A modicum of respect seems in order, then, for this remarkable confluence and the very resourcefulness of the flying vampires. Consider the reproductive strategies of Aedes aegypti, which because of Zika has been the subject of international symposia and plans of attack. An Ae. aegypti will lay her eggs in the random bodies of water that humans tend to create just by living day to day: A pet dish will do, or an upturned jar top, a discarded tire, a cistern with a cracked lid. She will spread each egg batch around, making it much harder for natural or man-made interventions to wipe out a whole brood at once. She can find egg-laying spots that aren’t wet yet but will be, when the weather changes; she’s that ingenious. She bites all day long; bed nets (which have helped reduce worldwide malaria deaths because the malaria-carrying Anopheles tends to bite at night) aren’t as effective against Zika and other Aedes-carried diseases.
And when you reach down to slap a biting Ae. aegypti, she’s likely to dart lightly away, escaping the descending palm of death, and then come back to bite you again. “So she makes sure you get a multiple dose,” says University of Kentucky entomologist Grayson Brown, who in March went to Brazil, where Zika has hit hard, to help lead an Aedes aegypti summit.

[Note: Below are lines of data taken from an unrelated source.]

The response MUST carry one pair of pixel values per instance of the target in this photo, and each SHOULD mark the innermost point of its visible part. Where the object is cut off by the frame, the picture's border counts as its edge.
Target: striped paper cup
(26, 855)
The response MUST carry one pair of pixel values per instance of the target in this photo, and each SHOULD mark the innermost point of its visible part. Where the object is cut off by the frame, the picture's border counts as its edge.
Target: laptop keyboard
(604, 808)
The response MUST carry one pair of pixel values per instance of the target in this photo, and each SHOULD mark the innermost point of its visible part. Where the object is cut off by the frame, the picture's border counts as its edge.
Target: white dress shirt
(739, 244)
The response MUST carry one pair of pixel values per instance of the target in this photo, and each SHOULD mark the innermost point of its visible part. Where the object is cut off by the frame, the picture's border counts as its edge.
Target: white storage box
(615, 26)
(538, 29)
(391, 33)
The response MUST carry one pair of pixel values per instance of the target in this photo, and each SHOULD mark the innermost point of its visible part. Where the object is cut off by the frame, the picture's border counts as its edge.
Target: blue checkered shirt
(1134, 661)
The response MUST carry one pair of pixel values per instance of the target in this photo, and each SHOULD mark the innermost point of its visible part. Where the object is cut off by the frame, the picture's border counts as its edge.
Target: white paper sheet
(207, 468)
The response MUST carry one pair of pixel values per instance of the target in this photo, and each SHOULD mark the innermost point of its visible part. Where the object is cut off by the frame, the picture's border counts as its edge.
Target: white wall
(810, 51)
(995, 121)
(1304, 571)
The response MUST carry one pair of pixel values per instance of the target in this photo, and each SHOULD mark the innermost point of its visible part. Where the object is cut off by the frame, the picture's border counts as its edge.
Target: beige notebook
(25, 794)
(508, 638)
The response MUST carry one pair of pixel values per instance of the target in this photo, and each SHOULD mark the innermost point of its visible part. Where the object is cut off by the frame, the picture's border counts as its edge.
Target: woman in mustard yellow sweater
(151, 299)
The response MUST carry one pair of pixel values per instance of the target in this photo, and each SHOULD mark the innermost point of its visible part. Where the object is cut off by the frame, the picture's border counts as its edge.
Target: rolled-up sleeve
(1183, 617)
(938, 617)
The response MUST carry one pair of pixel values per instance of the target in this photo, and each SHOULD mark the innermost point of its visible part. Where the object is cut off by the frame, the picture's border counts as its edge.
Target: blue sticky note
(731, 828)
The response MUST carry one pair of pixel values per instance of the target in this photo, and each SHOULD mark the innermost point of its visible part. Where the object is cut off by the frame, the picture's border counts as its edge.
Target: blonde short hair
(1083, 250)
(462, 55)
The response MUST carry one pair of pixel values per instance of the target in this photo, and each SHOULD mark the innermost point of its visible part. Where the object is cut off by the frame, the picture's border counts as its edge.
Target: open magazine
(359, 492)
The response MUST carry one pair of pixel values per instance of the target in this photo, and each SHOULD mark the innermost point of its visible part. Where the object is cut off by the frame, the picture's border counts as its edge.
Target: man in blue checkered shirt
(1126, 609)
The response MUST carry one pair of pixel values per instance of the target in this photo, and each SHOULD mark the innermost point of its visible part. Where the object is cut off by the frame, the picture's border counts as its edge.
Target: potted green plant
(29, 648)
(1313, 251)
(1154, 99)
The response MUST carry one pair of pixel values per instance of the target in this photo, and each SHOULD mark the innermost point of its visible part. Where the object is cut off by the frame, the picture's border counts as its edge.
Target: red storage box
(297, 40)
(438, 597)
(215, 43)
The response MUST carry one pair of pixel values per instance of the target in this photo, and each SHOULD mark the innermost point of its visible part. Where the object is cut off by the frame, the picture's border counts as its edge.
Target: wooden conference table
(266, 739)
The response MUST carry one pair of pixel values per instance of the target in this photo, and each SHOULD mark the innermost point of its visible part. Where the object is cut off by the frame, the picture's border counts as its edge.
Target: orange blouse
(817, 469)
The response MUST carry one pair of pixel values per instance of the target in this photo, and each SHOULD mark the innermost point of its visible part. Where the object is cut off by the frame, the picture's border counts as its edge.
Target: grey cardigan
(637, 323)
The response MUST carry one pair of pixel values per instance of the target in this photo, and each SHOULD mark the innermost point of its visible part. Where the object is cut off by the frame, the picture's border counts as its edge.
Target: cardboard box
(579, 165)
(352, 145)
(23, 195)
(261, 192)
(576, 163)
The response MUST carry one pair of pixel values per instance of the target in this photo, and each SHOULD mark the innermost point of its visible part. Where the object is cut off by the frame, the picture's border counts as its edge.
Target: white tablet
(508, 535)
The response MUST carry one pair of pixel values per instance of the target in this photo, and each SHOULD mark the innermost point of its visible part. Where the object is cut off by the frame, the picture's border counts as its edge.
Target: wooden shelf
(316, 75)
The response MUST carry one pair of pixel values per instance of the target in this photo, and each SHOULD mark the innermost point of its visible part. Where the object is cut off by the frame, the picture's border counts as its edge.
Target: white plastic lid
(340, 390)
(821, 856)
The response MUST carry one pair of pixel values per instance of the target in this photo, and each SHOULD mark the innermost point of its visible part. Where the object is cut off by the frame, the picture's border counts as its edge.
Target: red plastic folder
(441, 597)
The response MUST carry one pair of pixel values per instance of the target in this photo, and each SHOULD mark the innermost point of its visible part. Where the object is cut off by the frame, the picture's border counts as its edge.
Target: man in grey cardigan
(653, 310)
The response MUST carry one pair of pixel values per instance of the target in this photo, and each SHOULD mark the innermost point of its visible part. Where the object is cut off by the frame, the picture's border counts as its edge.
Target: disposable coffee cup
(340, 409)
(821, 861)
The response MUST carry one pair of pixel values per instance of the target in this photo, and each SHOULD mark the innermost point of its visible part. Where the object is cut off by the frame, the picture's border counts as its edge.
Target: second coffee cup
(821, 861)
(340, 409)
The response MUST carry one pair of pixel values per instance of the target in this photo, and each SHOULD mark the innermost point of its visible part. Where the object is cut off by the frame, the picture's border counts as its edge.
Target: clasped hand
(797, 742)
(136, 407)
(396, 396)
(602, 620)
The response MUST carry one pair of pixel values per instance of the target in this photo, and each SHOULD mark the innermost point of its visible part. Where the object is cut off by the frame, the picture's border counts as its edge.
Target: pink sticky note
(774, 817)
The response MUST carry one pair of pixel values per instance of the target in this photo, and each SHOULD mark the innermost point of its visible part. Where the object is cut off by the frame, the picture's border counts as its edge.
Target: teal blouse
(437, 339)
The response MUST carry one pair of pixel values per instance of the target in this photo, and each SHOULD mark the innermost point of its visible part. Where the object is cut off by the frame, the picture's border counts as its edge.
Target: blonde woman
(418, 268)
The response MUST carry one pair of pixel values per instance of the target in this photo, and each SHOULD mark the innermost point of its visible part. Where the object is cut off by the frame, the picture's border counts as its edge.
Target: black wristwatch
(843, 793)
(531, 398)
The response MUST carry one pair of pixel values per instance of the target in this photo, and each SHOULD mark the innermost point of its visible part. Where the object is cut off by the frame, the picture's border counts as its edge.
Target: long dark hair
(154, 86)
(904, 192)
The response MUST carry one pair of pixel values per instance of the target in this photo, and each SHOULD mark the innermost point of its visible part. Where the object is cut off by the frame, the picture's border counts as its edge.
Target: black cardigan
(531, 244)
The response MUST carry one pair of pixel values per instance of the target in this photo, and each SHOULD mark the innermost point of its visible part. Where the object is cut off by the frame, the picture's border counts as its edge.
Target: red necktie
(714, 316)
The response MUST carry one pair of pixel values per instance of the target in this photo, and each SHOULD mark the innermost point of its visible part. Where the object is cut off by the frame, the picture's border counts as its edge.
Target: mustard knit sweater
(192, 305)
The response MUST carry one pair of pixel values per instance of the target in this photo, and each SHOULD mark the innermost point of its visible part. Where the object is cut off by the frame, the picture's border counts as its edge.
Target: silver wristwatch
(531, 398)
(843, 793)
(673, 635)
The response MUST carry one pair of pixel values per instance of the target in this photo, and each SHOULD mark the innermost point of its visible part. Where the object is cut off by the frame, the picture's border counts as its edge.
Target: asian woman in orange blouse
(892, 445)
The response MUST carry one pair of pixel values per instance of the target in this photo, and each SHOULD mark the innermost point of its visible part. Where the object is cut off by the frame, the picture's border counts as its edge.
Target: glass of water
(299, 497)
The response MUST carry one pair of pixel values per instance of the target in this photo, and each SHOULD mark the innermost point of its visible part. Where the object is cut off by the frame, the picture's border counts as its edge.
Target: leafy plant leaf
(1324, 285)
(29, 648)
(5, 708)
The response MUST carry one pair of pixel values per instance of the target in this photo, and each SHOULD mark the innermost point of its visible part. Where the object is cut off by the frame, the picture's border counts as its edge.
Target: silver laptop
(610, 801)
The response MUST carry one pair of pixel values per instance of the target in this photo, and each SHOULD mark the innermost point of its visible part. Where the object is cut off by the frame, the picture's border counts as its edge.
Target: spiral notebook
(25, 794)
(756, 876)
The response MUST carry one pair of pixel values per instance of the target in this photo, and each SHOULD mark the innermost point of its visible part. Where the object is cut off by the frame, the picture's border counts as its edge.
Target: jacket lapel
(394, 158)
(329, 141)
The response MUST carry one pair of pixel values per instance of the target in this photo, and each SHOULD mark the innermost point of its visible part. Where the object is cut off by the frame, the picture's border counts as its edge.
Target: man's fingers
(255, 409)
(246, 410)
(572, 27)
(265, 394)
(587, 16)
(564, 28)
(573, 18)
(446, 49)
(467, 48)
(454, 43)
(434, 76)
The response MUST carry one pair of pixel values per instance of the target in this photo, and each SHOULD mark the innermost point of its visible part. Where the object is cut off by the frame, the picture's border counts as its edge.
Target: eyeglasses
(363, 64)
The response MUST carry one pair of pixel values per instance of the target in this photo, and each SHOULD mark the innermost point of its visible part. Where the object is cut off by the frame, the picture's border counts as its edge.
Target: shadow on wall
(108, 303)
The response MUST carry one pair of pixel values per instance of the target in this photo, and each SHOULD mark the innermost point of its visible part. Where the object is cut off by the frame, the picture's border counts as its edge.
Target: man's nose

“Crisis in the Americas” was the summit’s billing, and Brown says the discussion included more crises than the potentially explosive spread of Zika. Yellow fever remains a terrible worry, as do dengue, chikungunya, and Mayaro, a mosquito-spread monkey virus infecting people in northwestern Brazil. Defensive strategies under consideration range from simple to scientifically ambitious: campaigns to clean out breeding spots, experimental trap designs, larva-killing acoustic signals, plans to prevent mosquitoes from reproducing successfully by infecting them with bacteria or altering their genetic makeup. One presentation described an “autocide” technique that takes lethal advantage of the way Ae. aegypti spread each brood to multiple sites: lace the first with larva poison that the mosquito takes in when she lands. Then at her next site, she poisons her own offspring.
No silver bullets, though. “There is not going to be a silver bullet,” Brown says. “It’s going to be hard work. But it has to be done, on a year-to-year basis—for forever.”